With this, build the application as your normally would.
### Signing the application
In order to upgrade to an image (or even boot it, if
`MCUBOOT_VALIDATE_SLOT0` is enabled), the images must be signed.
To make development easier, MCUboot is distributed with some example
keys. It is important to stress that these should never be used for
production, since the private key is publicly available in this
repository. See below on how to make your own signatures.
Images can be signed with the `scripts/imgtool.py` script. It is best
to look at `samples/zephyr/Makefile` for examples on how to use this.
### Flashing the application
The application itself can flashed with regular flash tools, but will
need to be programmed at the offset of slot-0 for this particular target.
Depending on the platform and flash tool you might need to manually specify a
flash offset corresponding to the slot-0 starting address. This is usually
not relevant for flash tools that use Intel Hex images (.hex) instead of raw
binary images (.bin) since the former include destination address information.

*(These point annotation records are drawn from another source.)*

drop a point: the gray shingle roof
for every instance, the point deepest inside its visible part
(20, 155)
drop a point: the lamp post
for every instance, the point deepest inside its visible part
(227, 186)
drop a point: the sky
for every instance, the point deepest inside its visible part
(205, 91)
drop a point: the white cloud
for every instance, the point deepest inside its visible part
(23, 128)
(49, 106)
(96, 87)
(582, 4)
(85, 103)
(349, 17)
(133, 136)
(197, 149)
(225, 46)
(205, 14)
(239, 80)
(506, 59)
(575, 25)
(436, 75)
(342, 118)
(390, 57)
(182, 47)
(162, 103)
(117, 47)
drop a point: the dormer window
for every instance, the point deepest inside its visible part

Additionally you will need to make sure that the flash tool does not perform
a mass erase (erasing the whole of the flash) or else you would be deleting
MCUboot.
These images can also be marked for upgrade, and loaded into slot-1,
at which point the bootloader should perform an upgrade. It is up to
the image to mark slot-0 as "image ok" before the next reboot,
otherwise the bootloader will revert the application.
## Managing signing keys
The signing keys used by MCUboot are represented in standard formats,
and can be generated and processed using conventional tools. However,
`scripts/imgtool.py` is able to generate key pairs in all of the
supported formats. See [the docs](imgtool.md) for more details on
this tool.
### Generating a new keypair
Generating a keypair with imgtool is a matter of running the keygen
subcommand:
```
$ ./scripts/imgtool.py keygen -k mykey.pem -t rsa-2048
```
The argument to `-t` should be the desired key type. See the
[the docs](imgtool.md) for more details on the possible key types.

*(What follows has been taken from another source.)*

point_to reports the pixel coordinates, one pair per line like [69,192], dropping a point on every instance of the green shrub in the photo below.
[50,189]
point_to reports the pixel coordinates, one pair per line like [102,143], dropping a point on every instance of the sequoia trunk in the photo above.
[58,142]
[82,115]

### Extracting the public key
The generated keypair above contains both the public and the private
key. It is necessary to extract the public key and insert it into the
bootloader. The keys live in `boot/zephyr/keys.c`, and can be
extracted using imgtool:
```
$ ./scripts/imgtool.py getpub -k mykey.pem
```
This will output the public key as a C array that can be dropped
directly into the `keys.c` file.
Once this is done, this new keypair file (`mykey.pem` in this
example) can be used to sign images.